# ebay links approved at the Shack!



## Sonnie (Apr 11, 2006)

[img]http://pics.ebaystatic.com/aw/pics/logos/logoEbay_x45.gif[/img]
We will now allow ebay links in our Classified area and in a special forum created for ebay deals. 

For each classified forum the ebay link rules are as follows:


ebay links are allowed provided you include a full description of what you have listed at ebay. This is not for ebay dealers, this is for our active members only who have personal items listed. If all you are doing is coming here to post ebay links for your auctions, you will be banned.

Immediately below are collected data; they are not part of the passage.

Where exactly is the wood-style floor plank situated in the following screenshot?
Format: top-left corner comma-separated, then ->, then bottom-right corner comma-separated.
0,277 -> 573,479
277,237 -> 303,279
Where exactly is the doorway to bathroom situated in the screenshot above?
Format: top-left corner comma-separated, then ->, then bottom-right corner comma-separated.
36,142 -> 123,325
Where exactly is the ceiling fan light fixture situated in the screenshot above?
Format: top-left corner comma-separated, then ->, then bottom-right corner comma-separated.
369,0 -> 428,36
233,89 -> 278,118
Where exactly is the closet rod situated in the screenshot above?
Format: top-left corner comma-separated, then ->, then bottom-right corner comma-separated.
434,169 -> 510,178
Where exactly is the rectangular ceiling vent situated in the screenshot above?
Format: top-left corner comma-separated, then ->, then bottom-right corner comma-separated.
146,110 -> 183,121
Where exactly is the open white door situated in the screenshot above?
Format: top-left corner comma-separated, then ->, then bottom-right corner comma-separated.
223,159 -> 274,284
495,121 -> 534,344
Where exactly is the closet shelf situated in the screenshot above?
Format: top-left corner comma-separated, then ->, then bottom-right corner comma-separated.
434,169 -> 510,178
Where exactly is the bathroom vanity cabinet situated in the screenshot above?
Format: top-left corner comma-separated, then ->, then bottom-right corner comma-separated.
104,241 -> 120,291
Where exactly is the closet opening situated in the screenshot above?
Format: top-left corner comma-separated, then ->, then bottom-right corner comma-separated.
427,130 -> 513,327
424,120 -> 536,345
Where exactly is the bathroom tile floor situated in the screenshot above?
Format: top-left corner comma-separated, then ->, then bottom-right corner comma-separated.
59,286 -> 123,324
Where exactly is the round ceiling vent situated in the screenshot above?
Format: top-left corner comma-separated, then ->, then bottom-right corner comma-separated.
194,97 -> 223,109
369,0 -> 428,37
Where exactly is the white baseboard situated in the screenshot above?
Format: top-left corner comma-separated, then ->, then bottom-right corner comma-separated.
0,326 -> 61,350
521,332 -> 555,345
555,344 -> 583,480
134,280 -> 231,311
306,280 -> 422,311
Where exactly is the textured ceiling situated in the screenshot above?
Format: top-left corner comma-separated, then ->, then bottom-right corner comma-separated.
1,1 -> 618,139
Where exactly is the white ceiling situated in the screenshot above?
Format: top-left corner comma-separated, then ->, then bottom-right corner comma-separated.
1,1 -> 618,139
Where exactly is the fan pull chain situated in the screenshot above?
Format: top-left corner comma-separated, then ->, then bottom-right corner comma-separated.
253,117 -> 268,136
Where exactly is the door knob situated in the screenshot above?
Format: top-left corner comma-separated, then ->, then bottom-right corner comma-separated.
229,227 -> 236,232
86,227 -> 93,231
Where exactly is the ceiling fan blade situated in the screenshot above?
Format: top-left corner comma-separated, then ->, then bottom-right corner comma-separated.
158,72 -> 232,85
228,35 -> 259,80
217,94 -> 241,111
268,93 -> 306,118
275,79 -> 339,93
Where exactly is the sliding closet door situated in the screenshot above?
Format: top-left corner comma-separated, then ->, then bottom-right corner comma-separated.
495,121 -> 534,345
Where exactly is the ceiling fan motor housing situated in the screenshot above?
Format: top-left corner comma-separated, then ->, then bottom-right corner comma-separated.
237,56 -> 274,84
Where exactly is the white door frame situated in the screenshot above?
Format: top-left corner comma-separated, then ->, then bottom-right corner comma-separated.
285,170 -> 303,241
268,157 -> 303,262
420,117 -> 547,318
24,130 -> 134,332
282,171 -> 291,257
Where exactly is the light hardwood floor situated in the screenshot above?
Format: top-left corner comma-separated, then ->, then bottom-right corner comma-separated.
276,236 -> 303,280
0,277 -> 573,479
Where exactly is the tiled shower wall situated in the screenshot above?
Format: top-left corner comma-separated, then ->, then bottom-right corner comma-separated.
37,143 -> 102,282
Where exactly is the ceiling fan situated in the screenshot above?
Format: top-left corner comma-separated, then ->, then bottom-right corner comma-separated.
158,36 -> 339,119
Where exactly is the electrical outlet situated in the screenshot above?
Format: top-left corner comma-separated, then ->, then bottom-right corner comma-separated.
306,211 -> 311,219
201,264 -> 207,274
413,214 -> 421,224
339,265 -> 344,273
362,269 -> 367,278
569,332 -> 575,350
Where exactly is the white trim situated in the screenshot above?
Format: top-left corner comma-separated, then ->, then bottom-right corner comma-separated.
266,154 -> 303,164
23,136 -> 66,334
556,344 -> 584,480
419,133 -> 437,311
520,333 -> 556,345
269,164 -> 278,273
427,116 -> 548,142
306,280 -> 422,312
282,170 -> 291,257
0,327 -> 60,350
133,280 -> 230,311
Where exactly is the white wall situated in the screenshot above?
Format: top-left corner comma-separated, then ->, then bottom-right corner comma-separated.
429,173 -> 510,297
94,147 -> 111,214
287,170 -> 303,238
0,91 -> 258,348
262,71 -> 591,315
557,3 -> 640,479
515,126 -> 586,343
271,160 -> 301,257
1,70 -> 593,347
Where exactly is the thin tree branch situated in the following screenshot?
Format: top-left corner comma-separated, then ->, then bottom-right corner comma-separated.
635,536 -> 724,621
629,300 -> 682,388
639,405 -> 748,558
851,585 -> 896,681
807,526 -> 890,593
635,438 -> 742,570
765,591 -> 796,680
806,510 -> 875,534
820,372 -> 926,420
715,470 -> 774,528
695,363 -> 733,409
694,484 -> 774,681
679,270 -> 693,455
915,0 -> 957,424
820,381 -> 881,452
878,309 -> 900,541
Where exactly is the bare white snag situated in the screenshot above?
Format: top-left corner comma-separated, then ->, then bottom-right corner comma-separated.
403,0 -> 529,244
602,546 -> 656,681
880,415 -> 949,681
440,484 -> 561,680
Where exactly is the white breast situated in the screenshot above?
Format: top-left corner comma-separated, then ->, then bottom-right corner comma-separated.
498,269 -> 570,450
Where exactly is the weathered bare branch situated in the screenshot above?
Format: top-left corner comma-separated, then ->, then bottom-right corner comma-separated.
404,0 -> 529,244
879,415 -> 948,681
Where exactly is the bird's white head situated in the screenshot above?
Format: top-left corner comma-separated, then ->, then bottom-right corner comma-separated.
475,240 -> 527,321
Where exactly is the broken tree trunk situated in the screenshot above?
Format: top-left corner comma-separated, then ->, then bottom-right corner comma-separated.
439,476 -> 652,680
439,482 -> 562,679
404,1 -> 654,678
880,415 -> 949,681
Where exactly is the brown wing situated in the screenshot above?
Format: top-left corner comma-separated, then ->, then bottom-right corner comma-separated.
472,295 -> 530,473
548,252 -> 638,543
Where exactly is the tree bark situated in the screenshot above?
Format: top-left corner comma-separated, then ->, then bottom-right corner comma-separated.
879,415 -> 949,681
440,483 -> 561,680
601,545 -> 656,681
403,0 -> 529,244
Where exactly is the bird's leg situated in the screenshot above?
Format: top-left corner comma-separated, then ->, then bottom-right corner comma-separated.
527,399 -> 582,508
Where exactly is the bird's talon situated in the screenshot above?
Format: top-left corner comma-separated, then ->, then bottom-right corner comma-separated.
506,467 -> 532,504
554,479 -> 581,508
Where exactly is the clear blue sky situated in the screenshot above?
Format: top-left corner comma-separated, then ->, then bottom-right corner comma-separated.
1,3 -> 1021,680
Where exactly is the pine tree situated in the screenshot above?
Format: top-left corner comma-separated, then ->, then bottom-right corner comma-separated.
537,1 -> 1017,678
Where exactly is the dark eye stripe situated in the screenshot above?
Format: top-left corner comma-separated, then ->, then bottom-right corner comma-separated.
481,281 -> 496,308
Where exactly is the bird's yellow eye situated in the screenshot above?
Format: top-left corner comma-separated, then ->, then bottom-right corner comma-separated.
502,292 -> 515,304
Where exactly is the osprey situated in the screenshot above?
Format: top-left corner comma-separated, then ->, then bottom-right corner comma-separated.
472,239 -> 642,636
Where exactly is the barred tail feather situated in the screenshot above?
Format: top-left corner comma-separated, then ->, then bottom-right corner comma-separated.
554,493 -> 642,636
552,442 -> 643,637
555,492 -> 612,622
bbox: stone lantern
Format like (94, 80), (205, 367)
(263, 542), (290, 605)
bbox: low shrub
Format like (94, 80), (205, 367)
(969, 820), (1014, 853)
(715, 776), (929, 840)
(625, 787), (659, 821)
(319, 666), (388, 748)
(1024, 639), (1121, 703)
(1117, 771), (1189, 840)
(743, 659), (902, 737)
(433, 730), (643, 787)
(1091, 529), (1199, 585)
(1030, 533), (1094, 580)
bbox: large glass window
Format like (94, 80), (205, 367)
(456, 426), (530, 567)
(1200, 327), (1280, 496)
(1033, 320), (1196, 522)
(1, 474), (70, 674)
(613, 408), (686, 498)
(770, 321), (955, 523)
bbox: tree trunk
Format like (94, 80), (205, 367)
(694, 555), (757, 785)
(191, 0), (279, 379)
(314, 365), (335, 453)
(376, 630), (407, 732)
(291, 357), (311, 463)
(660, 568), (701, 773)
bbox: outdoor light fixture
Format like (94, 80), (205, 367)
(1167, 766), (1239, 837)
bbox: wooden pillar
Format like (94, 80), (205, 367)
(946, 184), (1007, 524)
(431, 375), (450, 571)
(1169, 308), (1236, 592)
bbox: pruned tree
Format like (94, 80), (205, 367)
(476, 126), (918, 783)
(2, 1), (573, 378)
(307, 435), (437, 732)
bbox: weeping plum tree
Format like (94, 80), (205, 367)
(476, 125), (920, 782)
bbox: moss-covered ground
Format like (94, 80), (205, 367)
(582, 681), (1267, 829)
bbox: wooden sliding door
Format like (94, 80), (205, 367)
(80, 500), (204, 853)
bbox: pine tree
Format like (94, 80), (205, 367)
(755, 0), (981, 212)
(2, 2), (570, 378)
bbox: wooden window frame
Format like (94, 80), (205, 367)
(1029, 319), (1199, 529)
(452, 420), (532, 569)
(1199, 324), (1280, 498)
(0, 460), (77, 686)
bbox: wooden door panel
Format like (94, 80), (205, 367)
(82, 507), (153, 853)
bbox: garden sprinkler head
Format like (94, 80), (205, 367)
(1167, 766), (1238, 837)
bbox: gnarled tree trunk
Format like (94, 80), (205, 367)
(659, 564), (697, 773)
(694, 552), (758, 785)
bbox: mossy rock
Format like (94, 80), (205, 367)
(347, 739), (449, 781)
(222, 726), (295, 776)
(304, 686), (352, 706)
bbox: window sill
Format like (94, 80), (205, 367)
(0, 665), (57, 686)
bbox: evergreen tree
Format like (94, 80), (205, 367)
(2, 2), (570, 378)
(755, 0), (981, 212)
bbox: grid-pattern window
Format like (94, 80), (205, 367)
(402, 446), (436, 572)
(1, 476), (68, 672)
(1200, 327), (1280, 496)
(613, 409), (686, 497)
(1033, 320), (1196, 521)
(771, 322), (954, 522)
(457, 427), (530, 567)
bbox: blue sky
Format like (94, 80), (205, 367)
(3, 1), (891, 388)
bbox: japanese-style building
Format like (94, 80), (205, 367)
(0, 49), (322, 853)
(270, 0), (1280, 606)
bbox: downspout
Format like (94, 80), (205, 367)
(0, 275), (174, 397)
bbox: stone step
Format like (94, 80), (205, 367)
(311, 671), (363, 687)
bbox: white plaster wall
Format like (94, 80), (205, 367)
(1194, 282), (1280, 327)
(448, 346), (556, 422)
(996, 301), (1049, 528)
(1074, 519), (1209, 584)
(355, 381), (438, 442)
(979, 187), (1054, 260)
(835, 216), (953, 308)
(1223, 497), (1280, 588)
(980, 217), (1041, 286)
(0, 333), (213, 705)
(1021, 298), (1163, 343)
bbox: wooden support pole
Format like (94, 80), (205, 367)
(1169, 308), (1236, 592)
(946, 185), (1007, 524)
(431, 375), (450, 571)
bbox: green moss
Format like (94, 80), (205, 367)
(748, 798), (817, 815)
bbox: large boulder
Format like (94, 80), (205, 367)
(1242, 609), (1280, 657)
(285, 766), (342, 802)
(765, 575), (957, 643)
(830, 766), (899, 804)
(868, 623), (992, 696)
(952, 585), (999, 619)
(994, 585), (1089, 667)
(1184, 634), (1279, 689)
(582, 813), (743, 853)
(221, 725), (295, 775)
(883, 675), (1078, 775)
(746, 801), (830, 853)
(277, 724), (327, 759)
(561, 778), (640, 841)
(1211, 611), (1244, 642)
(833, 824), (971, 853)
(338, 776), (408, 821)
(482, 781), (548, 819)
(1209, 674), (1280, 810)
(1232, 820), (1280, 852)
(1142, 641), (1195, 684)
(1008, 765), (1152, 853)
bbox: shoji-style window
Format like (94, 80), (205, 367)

For the new ebay Deals forum the rules are posted in the description as follows:


This forum is strictly for links to those really great ebay deals that members may stumble across from time to time. All links must be related to home theater, audio or video as described in our classified ad descriptions above. This is not for posting personal ebay ads, which should go in the proper classified section above. This is not for ebay dealers. Members must have a minimum of 10 posts and 5 days membership prior to posting in this area. No Exceptions!

So... if you see a really good deal that is related to home theater, audio or video, please start a new thread in the ebay Deals forum and give us a link.


----------



## tonyvdb (Sep 5, 2007)

This is great news, Thanks to everyone involved in getting this going.


----------